Duxbury or Perky Duck - Help me design some Braille software

Member of the AppleVis Blog Team

What are Duxbury and Perky Duck? What do they do? Do they run on Mac OS? If not, is there any equivalent software that does run on Mac OS?

Details: I'm in the process of learning Braille through a Hadley course. I'm also a retired computer programmer. In correspondence with the Braille course instructor, I mentioned I was going to write a piece of software that translated between Braille and text. Me and my big mouth, right? Now, the instructor has mentioned to me that many of Hadley's students would like something like Duxbury or Perky Duck on their Mac, and maybe I could write my software to fill that need. So I'm posting here to find out more about what I just got myself into.
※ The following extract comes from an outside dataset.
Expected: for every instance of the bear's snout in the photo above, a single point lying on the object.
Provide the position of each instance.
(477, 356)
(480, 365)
Or, ideally, maybe someone here will post about some software that does pretty much the same thing?

My instructor specifically mentioned 6-key entry for the Braille codes as a requirement. I would assume that means something like using the num pad 7 4 1 8 5 2 keys for Braille dots 1-6.

Help a Braille newbie out! Thanks! And, in return, if my software ever amounts to anything, I pledge to make it available for free or super-cheap on the app store or downloadable from somewhere public. And I'll blog about it here at AppleVis.com, too. Just don't hold your breath. It could take me a while to put this together.


#1 DBT for Mac

Yes, Duxbury for Mac does exist. It translates printed documents to braille and can also do reverse translation. You can learn more about DBT (Duxbury Braille Translator) for Mac at:
Hope this is helpful.

#2 The things I know of

Duxbury has recently releast a Mac version. I was one of the beta test participants. It had some issues with Voiceover but worked well enough to do the job until the final version was released. The cursor navigation was completely broken. I’ve been using the last beta. It also costs $595. I recently downloaded Braille Blaster, free from APH, but haven’t had much luck with it so far. It’s primary purpose is textbook creation from a specialized format, but it will take in text files that you can then apply formatting to. It crashed for me the first time I tried to use it and I haven’t had time to try it again. Others may be able to provide more data. All that to say, if a capable braille translator for the Mac was to come along, I might gladly pay for it, my lost $600 notwithstanding.

#3 Thanks for the info

Member of the AppleVis Blog Team

The info regarding Duxbury DBT for Mac is very helpful, and I'll pass that on to my Hadley instructor. Thanks!

I'm still planning to put some software together - I think it will help galvanize the rules of UEB in my head if I write a piece of computer software that follows those rules.

Are there any app developers around who might be able to comment on how my software might drive a Braille printer? I'm no where near writing that kind of code yet, but it would be valuable to plan in advance.

Thanks again for the info.

#4 Old school ...

I used to be a Braille transcriber for RNIB, pre Duxbury and pre-Perky Duck days (who dreamt up that name?!!!) We learnt to 'chord' Braille using six keys on a computer keyboard in software called ChiWriter. But it wasn't the number keys, that woudl be too cramped for your hands - we used SDF&JKL across the middle of the keyboard. This replicated the layout of a Perkins brailler.

F&J are dots 1&4 (the top row of dots = your index fingers)
D&K are dots 2&5 (the middle row of dots = your second fingers)
S&L are dots 3&6 (the bottom row of dots = your ring fingers)

So to get a letter D in Braille (dots 1-4-5) you'd press down on F-J-K on the keyboard at the same time.

I have no idea whether Perky Duck works the same way (I'm not curious enough to download it in Windows to try) but I'd be surprised if they've changed the basic premise.

Hope that helps!

#6 Thanks

Member of the AppleVis Blog Team

Thanks! My Braille instructor just told me about this recently.